For Kilde, it was his second consecutive medal after a bronze in super-G.
“I hadn’t skied slalom in two years,” the Norwegian speed specialist said, adding that he got some slalom tips from his girlfriend, Mikaela Shiffrin, whose 47 World Cup slalom wins are the most in a single event by a man or woman — even though the American failed to finish both of her events so far in Beijing.
“She just said to me, ‘Keep up the tempo and keep the skis under you.’ And that’s what I’m going to do,” Kilde said after the downhill run.
After the slalom, Kilde recounted how he "went for it, just pointed the skis and tried to stay in balance.”
Defending overall World Cup champion Alexis Pinturault had a disappointing first run then fell in the slalom.

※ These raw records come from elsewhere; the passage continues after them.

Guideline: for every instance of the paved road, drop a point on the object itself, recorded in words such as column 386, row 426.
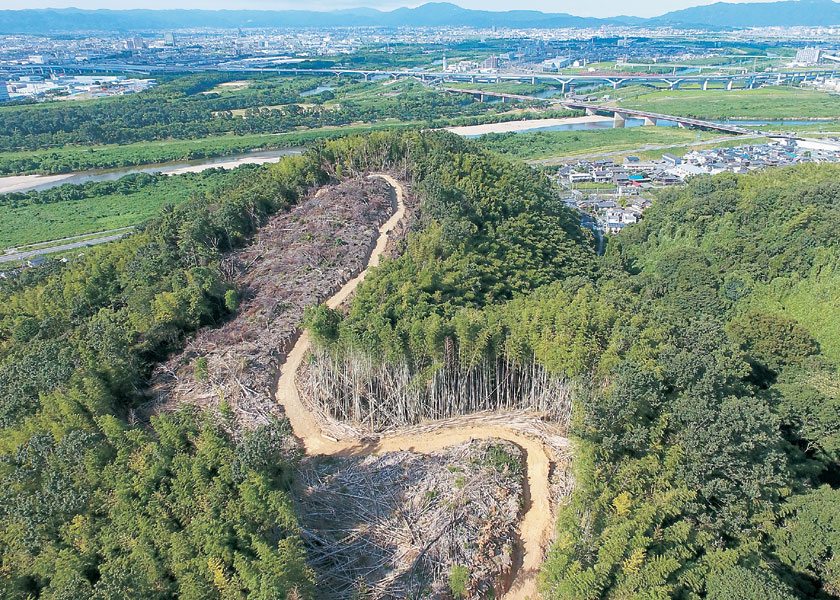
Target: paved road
column 565, row 159
column 19, row 256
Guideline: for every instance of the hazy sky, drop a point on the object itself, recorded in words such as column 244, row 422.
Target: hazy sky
column 601, row 8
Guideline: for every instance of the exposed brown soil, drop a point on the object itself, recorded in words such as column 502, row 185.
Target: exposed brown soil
column 394, row 525
column 537, row 524
column 298, row 259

Another pre-race favorite, Loic Meillard of Switzerland, had an error in the downhill but managed to stay on the course. He failed to finish the second run after straddling a gate.
Thursday’s race had only 27 total entrants, compared to more than 40 for both the downhill and super-G earlier in the week. It was the first time in Olympic history that no American entered the event and it may have also marked the final combined at the Olympics with the International Ski Federation pushing to include parallel races in the program.
“It’s another discipline, another chance for us to get medals in the Olympics,” Kilde said. “So it would be a pity if they remove it.”
Barnabas Szollos of Israel was a surprise sixth-place finisher with the second-fastest slalom leg.
The downhill run had to be delayed for about 10 minutes when Yannick Chabloz crashed and was taken away in a sled. The Swiss skier tumbled into a barrier and then slid down part of the mountain.